Old yellow bumper cars sat in pools of stagnant green water, amid waist-high weeds. The roof of the ride had long since collapsed, leaving a frame of red corrosion arched over it. Ahead, the park’s giant Ferris wheel—the Big Dipper—rose into the late-afternoon sky, limned against the low sun. Its yellow umbrella chairs hung idle from the rusted skeleton. A symbol and monument to the ruin left behind in the wake of Chernobyl.
Nicolas continued on.
The park had been built in anticipation of the celebrations of May Day back in 1986. Instead, a week prior to the celebration, the city of Pripyat, home to forty-eight thousand workers and their families, was killed, smothered under a veil of radiation. The city, built in the 1970s, had been a shining example of Soviet architecture and urban living: the Energetic Theater, the palatial Polissia Hotel, a state-of-the-art hospital, scores of schools.
The theater lay now in ruins.
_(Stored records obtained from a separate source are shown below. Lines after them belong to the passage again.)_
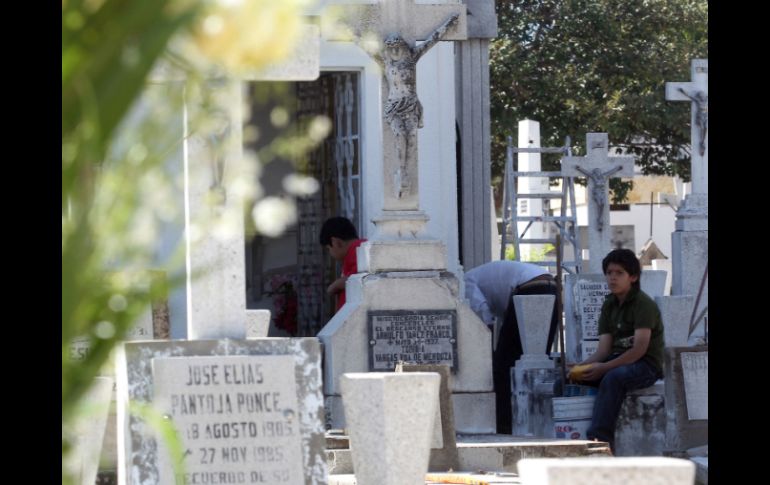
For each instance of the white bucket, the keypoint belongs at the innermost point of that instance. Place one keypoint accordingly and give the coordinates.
(572, 416)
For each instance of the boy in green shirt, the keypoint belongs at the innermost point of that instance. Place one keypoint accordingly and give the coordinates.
(630, 352)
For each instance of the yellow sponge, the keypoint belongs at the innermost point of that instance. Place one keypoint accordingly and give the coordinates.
(576, 374)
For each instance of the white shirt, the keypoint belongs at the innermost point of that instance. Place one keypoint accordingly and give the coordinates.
(488, 286)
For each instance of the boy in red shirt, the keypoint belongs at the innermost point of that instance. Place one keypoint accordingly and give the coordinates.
(339, 236)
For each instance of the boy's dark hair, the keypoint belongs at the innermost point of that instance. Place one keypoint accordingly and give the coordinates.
(339, 227)
(627, 260)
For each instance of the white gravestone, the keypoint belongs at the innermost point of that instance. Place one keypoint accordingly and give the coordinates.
(598, 167)
(236, 417)
(533, 313)
(390, 419)
(247, 411)
(695, 367)
(583, 299)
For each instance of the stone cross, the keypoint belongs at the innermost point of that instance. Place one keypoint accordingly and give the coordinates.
(696, 91)
(597, 166)
(397, 25)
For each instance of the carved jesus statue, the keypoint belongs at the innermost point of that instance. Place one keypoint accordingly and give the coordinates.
(403, 111)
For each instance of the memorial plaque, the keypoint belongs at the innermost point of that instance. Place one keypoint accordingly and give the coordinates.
(590, 298)
(412, 336)
(695, 367)
(236, 417)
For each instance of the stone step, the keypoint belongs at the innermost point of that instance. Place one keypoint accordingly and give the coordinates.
(436, 478)
(491, 453)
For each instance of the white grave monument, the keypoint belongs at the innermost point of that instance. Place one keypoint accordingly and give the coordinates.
(598, 167)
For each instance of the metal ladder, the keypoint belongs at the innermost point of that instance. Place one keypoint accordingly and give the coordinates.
(567, 224)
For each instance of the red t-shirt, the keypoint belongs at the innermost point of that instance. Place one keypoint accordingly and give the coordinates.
(349, 267)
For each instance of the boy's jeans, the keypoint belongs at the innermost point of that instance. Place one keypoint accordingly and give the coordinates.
(613, 387)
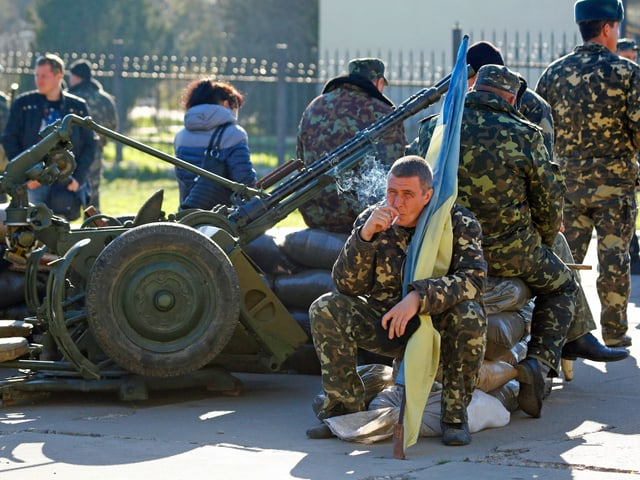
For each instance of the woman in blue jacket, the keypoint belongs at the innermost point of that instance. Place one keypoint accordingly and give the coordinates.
(210, 123)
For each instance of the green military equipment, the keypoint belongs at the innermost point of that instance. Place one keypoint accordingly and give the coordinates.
(158, 301)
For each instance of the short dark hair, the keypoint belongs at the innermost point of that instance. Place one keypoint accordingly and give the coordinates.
(591, 28)
(206, 91)
(413, 166)
(54, 61)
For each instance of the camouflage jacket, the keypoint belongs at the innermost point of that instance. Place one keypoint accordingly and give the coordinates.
(102, 107)
(537, 110)
(347, 105)
(506, 179)
(374, 269)
(595, 98)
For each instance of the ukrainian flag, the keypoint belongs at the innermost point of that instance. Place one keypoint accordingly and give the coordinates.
(429, 253)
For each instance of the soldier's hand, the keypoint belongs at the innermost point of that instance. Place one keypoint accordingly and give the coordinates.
(73, 185)
(380, 219)
(395, 320)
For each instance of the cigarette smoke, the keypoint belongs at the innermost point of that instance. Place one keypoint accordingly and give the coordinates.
(368, 182)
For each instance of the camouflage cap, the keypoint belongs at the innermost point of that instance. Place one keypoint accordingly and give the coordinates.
(500, 77)
(587, 10)
(371, 68)
(626, 44)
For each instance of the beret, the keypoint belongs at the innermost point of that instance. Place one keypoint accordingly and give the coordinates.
(586, 10)
(500, 77)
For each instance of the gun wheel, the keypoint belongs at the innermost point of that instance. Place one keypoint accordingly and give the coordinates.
(162, 300)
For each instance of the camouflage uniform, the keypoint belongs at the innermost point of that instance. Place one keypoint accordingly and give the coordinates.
(537, 110)
(595, 97)
(347, 105)
(4, 114)
(507, 180)
(103, 111)
(368, 276)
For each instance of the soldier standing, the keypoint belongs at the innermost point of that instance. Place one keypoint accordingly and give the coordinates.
(580, 341)
(102, 109)
(595, 98)
(348, 104)
(507, 181)
(628, 48)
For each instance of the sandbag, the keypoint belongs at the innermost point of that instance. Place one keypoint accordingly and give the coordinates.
(494, 374)
(504, 294)
(507, 394)
(512, 355)
(12, 288)
(15, 328)
(299, 290)
(377, 423)
(267, 254)
(375, 379)
(314, 248)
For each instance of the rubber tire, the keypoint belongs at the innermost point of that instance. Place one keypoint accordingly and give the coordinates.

The hotel had birch trees growing out of its roof. The schools had become crumbled shells, piled with moldy textbooks, old dolls, and wooden toy blocks. In one room, Nicolas had seen piles of discarded gas masks, lying in limp heaps like the scalped faces of the dead. The once vibrant city had been reduced to broken windows, collapsed walls, old bed frames, and peeling paint. Weeds and trees grew wild
everywhere, cracking apart what man had built. Now only tours came here, four hundred dollars a head to explore the haunted place.
And the cause of it all…
Nicolas shaded his eyes and stared. He could just make out on the horizon a hazy bump, two miles off.
The Chernobyl power plant.
The explosion of reactor number four had cast a plume that wrapped the world. Yet here, the evacuation order was delayed for thirty hours. The forest around the city turned red with radioactive dust. Townspeople swept their porches and balconies to keep them clean while plutonium fires burned two miles away.
Nicolas shook his head, mostly because he knew a news crew followed him, rolling B-roll footage for the evening news. Nicolas strode through the amusement park. He had been warned to stay on the fresh asphalt strip that crossed the ruins of the abandoned town. The radiation levels spiked higher if you tread out into the mossy stretches of the urban wasteland. The worst zones were marked off with triangular yellow signs. The new asphalt path had been laid to accommodate the flood of dignitaries, officials, and newspeople that were descending on Chernobyl in anticipation of the installation of the new steel Sarcophagus over its decaying concrete shell.
By this evening, the showplace Polissia Hotel would return to a tarnished bit of its former glory. The hotel’s ballroom had been hastily renovated, cleared, and cleaned to host a formal black-tie party tonight. Even the birch trees growing out of the roof had been cut down for the event.
Nothing but the best for their international guests. There would be representatives from almost every nation, even a handful of stars from Hollywood. Pripyat would shine for this one night, a bright gala in the center of a radiological ruin.
Both the Russian president and prime minister would be in attendance, along with many members from the upper and lower house of Federal Assembly. Many were already here, making halfhearted assertions of
change and reform, attempting to churn political currency from this momentous event.